Tutorial

How To Install Apache Kafka on Ubuntu 14.04

Published on August 12, 2015
How To Install Apache Kafka on Ubuntu 14.04
Not using Ubuntu 14.04?Choose a different version or distribution.
Ubuntu 14.04

Introduction

Apache Kafka is a popular distributed message broker designed to handle large volumes of real-time data efficiently. A Kafka cluster is not only highly scalable and fault-tolerant, but it also has a much higher throughput compared to other message brokers such as ActiveMQ and RabbitMQ. Though it is generally used as a pub/sub messaging system, a lot of organizations also use it for log aggregation because it offers persistent storage for published messages.

In this tutorial, you will learn how to install and use Apache Kafka 0.8.2.1 on Ubuntu 14.04.

Prerequisites

To follow along, you will need:

Step 1 — Create a User for Kafka

As Kafka can handle requests over a network, you should create a dedicated user for it. This minimizes damage to your Ubuntu machine should the Kafka server be comprised.

Note: After setting up Apache Kafka, it is recommended that you create a different non-root user to perform other tasks on this server.
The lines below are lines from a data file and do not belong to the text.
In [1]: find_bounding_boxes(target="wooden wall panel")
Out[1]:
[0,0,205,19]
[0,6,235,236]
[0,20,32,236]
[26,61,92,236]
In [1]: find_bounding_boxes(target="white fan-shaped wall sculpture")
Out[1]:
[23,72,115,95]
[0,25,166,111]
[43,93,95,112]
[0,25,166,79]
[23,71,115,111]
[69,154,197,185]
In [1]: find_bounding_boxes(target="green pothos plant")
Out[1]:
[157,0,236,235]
As root, create a user called kafka using the useradd command:

  1. useradd kafka -m

Set its password using passwd:

  1. passwd kafka

Add it to the sudo group so that it has the privileges required to install Kafka’s dependencies. This can be done using the adduser command:

  1. adduser kafka sudo

Your Kafka user is now ready. Log into it using su:

  1. su - kafka

Step 2 — Install Java

Before installing additional packages, update the list of available packages so you are installing the latest versions available in the repository:

  1. sudo apt-get update

As Apache Kafka needs a Java runtime environment, use apt-get to install the default-jre package:

  1. sudo apt-get install default-jre

Step 3 — Install ZooKeeper

Apache ZooKeeper is an open source service built to coordinate and synchronize configuration information of nodes that belong to a distributed system. A Kafka cluster depends on ZooKeeper to perform—among other things—operations such as detecting failed nodes and electing leaders.

Since the ZooKeeper package is available in Ubuntu’s default repositories, install it using apt-get.
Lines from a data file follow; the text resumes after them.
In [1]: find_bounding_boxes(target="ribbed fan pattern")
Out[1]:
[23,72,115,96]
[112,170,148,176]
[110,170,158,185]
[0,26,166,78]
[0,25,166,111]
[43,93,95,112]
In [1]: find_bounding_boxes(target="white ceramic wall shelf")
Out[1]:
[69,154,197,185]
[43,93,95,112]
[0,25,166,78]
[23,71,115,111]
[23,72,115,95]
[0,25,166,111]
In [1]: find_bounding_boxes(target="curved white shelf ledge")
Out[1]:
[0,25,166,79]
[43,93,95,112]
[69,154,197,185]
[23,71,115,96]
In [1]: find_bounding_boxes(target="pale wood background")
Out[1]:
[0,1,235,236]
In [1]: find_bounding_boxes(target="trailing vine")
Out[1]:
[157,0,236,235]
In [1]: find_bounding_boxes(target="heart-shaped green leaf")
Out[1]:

  1. sudo apt-get install zookeeperd

After the installation completes, ZooKeeper will be started as a daemon automatically. By default, it will listen on port 2181.
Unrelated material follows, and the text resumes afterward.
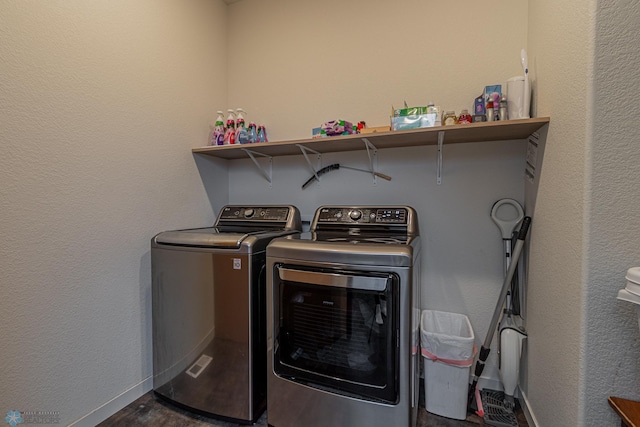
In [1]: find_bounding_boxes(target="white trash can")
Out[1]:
[420,310,476,420]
To make sure that it is working, connect to it via Telnet:

  1. telnet localhost 2181

At the Telnet prompt, type in ruok and press ENTER.

If everything’s fine, ZooKeeper will say imok and end the Telnet session.

Step 4 — Download and Extract Kafka Binaries

Now that Java and ZooKeeper are installed, it is time to download and extract Kafka.

To start, create a directory called Downloads to store all your downloads.

  1. mkdir -p ~/Downloads

Use wget to download the Kafka binaries.

  1. wget "http://mirror.cc.columbia.edu/pub/software/apache/kafka/0.8.2.1/kafka_2.11-0.8.2.1.tgz" -O ~/Downloads/kafka.tgz

Create a directory called kafka and change to this directory. This will be the base directory of the Kafka installation.

  1. mkdir -p ~/kafka && cd ~/kafka

Extract the archive you downloaded using the tar command.

  1. tar -xvzf ~/Downloads/kafka.tgz --strip 1

Step 5 — Configure the Kafka Server

The next step is to configure the Kakfa server.

Open server.properties using vi:

  1. vi ~/kafka/config/server.properties

By default, Kafka doesn’t allow you to delete topics. To be able to delete topics, add the following line at the end of the file:

~/kafka/config/server.properties
delete.topic.enable = true

Save the file, and exit vi.

Step 6 — Start the Kafka Server

Run the kafka-server-start.sh script using nohup to start the Kafka server (also called Kafka broker) as a background process that is independent of your shell session.

  1. nohup ~/kafka/bin/kafka-server-start.sh ~/kafka/config/server.properties > ~/kafka/kafka.log 2>&1 &

Wait for a few seconds for it to start. You can be sure that the server has started successfully when you see the following messages in ~/kafka/kafka.log:

excerpt from ~/kafka/kafka.log

...

[2015-07-29 06:02:41,736] INFO New leader is 0 (kafka.server.ZookeeperLeaderElector$LeaderChangeListener)
[2015-07-29 06:02:41,776] INFO [Kafka Server 0], started (kafka.server.KafkaServer)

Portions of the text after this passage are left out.